The procedure would be the same as the procedure for finding the uncertainty principle for pure states. We define $\Delta O$ as $\sqrt{\langle O^2\rangle- \langle O \rangle^2 }$. Since the two expectation values that go into calculating the uncertainty can be calculated from the density matrix via the usual expression for the expectation value of an operator $\langle O\rangle = \text{Tr}(O\rho)$.

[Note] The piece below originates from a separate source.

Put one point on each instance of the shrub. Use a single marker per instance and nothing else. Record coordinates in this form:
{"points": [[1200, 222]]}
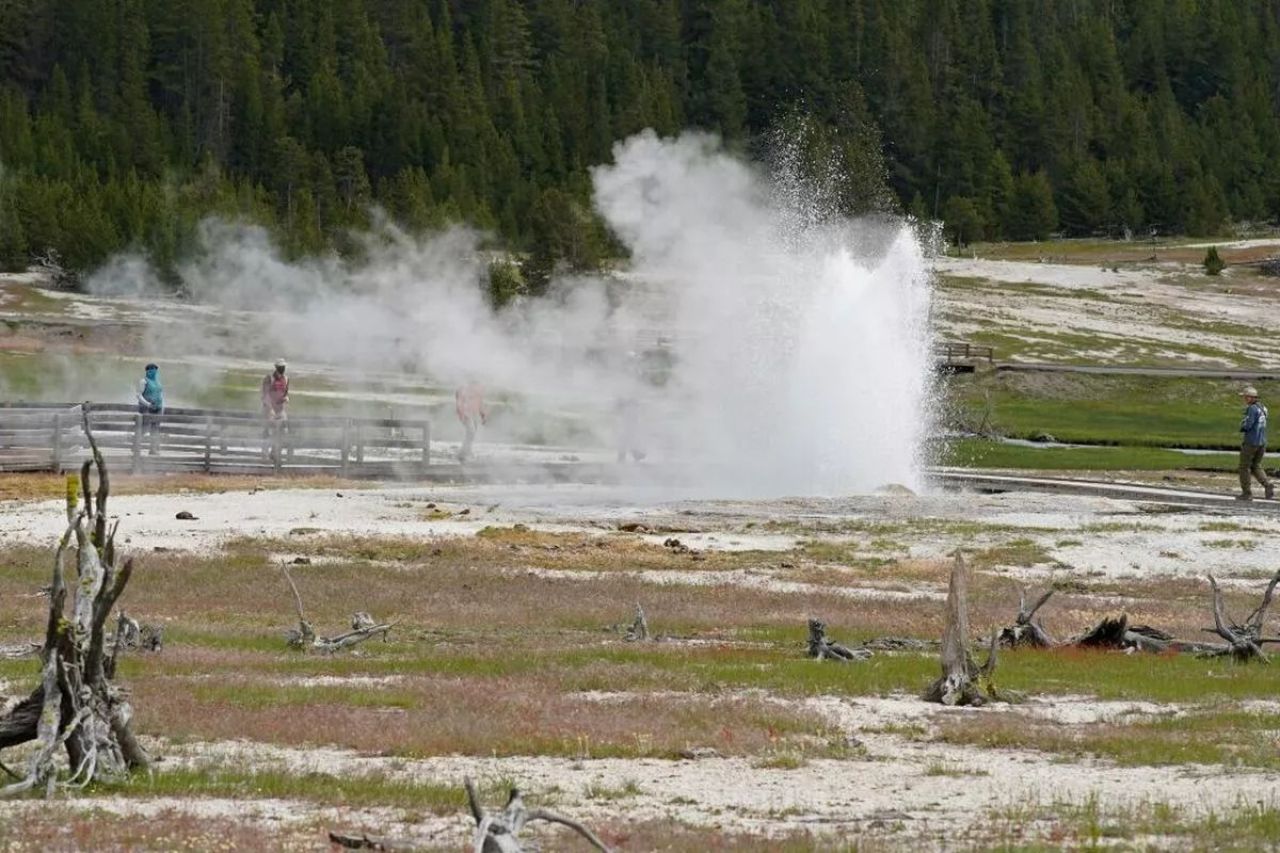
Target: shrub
{"points": [[1214, 264]]}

The expression for $\Delta O$ as $\sqrt{\langle O^2\rangle- \langle O \rangle^2 }$ is so hostile to linearity that we cannot hope for a simple linear expression of the kind you propose for the uncertainty of an observable. This has been explicitly demonstrated in the answer by @user1723984. However, the Robertson-Schrodinger uncertainty relation for the product of the uncertainties of two observables has a nicer expression for a pure state $\psi$, in particular,
\begin{align}\sigma^2_A\sigma^2_B \ge {1\over 4}\Bigl|\langle\psi|[A,B]|\psi\rangle\Bigr|^2\end{align}
as you notice. Let's see if we can recover an analog of this relation for the case of the density matrix. We write
\begin{align}
\sigma^2_A&=\Bigr(\text{Tr}\big(\rho A^2\big)-\text{Tr}\big(\rho A\big)\text{Tr}\big(\rho A\big)\Bigr)\\
&=\sum_i\bigg\langle i\bigg|\rho A^2-\sum_j\Big\langle j\Big|\rho A\Big|j\Big\rangle \rho A\bigg|i\bigg\rangle\\
&=\sum_i\bigg\langle i\bigg|\rho A\Big(A-\sum_j\Big\langle j\Big|\rho A\Big|j\Big\rangle \Big) \bigg|i\bigg\rangle\\
&=\text{Tr}\Big(\rho A\big(A-\langle A\rangle\big)\Big)\\
&=\text{Tr}\Big(\rho\big(A-\langle A\rangle\big)^2\Big)\\
\end{align}
Thus,
\begin{align}
\sigma^2_A\sigma^2_B&=\text{Tr}\Big(\rho\big(A-\langle A\rangle\big)^2\Big)\text{Tr}\Big(\rho\big(B-\langle B\rangle\big)^2\Big)\\
\end{align}
Now, the Cauchy-Schwarz inequalities hold true for all inner products, and it can be shown that for Hermitian operators $X$ and $Y$, it takes the following form
\begin{align}
\big|\text{Tr}\big(SX Y\big)\big|^2 \leq \text{Tr}\big(SX^2\big)\text{Tr}\big(SY^2\big)
\end{align}
where $S$ is a semi-positive definite matrix. Since $\rho$ is a semi-positive definite matrix and $A-\langle A\rangle$, and $B-\langle B\rangle$ are Hermitian operators, an application of this inequality yields
\begin{align}
\sigma_A^2\sigma_B^2&\geq \bigg|\text{Tr}\Big(\rho \big(A-\langle A\rangle\big)\big(B-\langle B\rangle\big)\Big)\bigg|^2\\
&= \Big|\text{Tr}( \rho AB ) - \text{Tr} (\rho A)\text{Tr} (\rho B)\Big|^2
\end{align}
Exploiting the facts that
$1.$ modulus square should be bigger than the square of its imaginary part,
$2.$ $\overline{\text{Tr}(\rho A B)}=\text{Tr}(\rho BA)$, and
$3.$ $\overline{\text{Tr}(\rho A)}=\text{Tr}(\rho A)$, we can write
\begin{align}
\sigma_A^2\sigma_B^2&\geq\frac{1}{4}\Big|{\text{Tr}(\rho AB)-\text{Tr}(\rho BA)}\Big|^2\\
\implies\sigma_A\sigma_B&\geq\frac{1}{2}\Big|\text{Tr}(\rho [A,B])\Big|
\end{align}
which is the exact equivalent of the Robertson-Schrodinger uncertainty relation. Now, expanding the density matrix as $\rho = \sum_n p_n|\psi_n\rangle\langle \psi_n |$, we can easily see that $$\text{Tr}(\rho [A,B])=\sum_np_n\langle\psi_n|[A,B]|\psi_n\rangle$$
Thus, even tho not for individual uncertainties, for the uncertainty principle, we can write down
$$\Delta_\rho A\Delta_\rho B \geq \sum_n p_n \Delta_{\psi_n} A \Delta_{\psi_n} B$$
where I've switched the notation in a self-explanatory manner.
I might have made some sign/modulus mistakes, so kindly verify.